NEW YORK: Local authorities Tuesday said that three men and a high school student were charged with plotting to attack a rural New York Muslim community named Islamberg with explosives.

The Rochester-area residents are accused of plotting to attack the small Muslim locality, according to court papers.

The timing of the attack was unknown. At the time of their weekend arrests, the men, had access to 23 rifles and shotguns and three home-made explosives, Police Chief Patrick Phelan said at a press conference.

He did not rule out the possibility of additional arrests.

Charged with weapons possession and conspiracy were 20-year-old Brian Colaneri, 18-year-old Andrew Crysel and 19-year-old Vincent Vetromile. A 16-year-old student at Odyssey Academy in Greece was charged as an adolescent offender.

It was a lunchroom comment by the student during school Friday that launched the investigation.

“He looks like the next school shooter, doesn’t he?” the student allegedly said while showing students a picture of another boy on his phone, according to police chief.

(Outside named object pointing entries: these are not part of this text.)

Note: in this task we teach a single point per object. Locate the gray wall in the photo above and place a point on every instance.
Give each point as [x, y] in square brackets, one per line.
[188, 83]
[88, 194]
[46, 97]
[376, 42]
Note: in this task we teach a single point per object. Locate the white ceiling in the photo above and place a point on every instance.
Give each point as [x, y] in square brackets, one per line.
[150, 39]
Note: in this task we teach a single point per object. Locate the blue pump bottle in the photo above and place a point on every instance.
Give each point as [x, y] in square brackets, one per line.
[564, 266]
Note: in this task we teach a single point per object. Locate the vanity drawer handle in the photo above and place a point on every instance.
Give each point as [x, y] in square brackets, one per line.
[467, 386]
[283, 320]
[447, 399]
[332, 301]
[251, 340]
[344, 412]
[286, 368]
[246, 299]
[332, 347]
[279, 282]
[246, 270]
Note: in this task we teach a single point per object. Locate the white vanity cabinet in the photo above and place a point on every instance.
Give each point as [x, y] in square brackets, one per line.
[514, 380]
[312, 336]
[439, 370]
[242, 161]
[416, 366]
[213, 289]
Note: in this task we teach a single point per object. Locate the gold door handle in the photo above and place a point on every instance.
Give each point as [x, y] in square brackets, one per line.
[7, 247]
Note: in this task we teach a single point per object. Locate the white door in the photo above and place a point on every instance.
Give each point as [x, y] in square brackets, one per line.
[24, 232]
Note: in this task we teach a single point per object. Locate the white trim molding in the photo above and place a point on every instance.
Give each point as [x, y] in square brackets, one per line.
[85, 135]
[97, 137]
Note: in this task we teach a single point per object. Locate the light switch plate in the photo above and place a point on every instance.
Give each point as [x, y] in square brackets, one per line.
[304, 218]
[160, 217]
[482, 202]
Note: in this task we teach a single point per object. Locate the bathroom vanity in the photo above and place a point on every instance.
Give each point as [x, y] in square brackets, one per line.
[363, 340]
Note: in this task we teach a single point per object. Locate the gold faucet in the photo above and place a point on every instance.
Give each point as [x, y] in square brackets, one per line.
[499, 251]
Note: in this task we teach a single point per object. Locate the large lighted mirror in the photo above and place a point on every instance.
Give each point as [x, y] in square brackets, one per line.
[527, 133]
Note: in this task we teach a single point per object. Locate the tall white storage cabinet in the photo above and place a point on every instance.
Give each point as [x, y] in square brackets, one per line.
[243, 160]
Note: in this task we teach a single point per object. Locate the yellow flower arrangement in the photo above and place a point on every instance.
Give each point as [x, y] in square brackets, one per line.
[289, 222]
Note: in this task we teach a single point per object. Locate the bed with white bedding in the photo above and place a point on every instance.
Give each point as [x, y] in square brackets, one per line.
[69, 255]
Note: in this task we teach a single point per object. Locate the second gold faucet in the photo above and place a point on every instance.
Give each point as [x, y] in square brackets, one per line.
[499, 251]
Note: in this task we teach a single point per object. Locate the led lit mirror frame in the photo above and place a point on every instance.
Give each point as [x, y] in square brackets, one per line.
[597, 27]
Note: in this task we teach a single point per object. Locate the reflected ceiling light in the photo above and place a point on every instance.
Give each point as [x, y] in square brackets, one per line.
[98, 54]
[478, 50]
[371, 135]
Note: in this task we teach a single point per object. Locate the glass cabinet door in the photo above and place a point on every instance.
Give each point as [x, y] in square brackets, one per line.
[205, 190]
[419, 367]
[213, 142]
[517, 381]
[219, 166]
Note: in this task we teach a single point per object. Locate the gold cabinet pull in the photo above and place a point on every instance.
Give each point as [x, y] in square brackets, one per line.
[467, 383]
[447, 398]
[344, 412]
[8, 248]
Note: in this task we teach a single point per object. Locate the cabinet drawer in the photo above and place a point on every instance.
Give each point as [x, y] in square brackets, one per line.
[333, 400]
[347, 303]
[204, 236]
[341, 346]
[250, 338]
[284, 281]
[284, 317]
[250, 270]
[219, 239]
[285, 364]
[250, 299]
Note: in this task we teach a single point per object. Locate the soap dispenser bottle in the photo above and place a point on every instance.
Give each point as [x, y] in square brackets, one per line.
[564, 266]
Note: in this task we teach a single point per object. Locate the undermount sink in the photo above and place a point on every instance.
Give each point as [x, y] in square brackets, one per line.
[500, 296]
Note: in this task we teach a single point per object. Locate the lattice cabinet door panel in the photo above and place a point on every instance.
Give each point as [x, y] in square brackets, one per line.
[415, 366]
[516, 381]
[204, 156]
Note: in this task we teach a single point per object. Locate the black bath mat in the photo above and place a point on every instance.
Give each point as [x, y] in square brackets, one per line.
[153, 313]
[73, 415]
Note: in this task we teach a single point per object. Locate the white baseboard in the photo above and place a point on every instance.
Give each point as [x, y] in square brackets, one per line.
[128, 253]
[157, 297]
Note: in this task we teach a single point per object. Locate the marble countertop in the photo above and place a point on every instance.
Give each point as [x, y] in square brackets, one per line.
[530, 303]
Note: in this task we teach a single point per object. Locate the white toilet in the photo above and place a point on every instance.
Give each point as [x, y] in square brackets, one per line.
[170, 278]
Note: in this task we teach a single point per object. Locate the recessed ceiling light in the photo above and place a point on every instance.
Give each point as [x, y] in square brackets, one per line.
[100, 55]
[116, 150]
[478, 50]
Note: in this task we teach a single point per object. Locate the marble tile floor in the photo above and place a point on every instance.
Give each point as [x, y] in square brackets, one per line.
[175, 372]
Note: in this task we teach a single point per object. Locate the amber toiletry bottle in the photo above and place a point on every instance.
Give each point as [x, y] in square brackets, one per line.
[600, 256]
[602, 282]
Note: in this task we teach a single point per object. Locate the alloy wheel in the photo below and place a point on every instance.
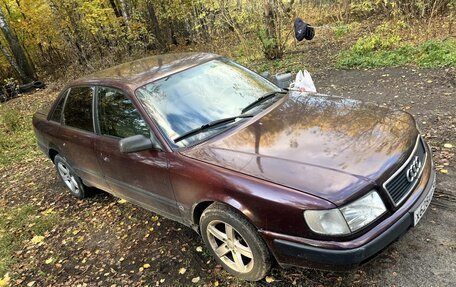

School security and Greece police interviewed both students and others and eventually “uncovered … a plot to attack an Islamic community in Delaware County, known as Islamberg,” Phelan said.

Police also searched five locations and seized 23 weapons and numerous electronic devices, including phones and computers. Most of the weapons were rifles and shotguns, some of which were legally owned by relatives of the suspects, authorities said.

Three improvised explosive devices wrapped in duct tape were found at the 16-year-old’s house.

“They were homemade bombs with various items – black powder, BBs, nails, inside a container,” Phelan said.

The rural community in Delaware County is operated by The Muslims of America, an indigenous American Muslim group based in the U.S., which runs 21 others in North America.

It was settled by followers of Pakistani Sufi Sheikh Mubarik Gilani. The mostly African-American settlers first came to the area in the 1980s to escape crime and crowding in New York City.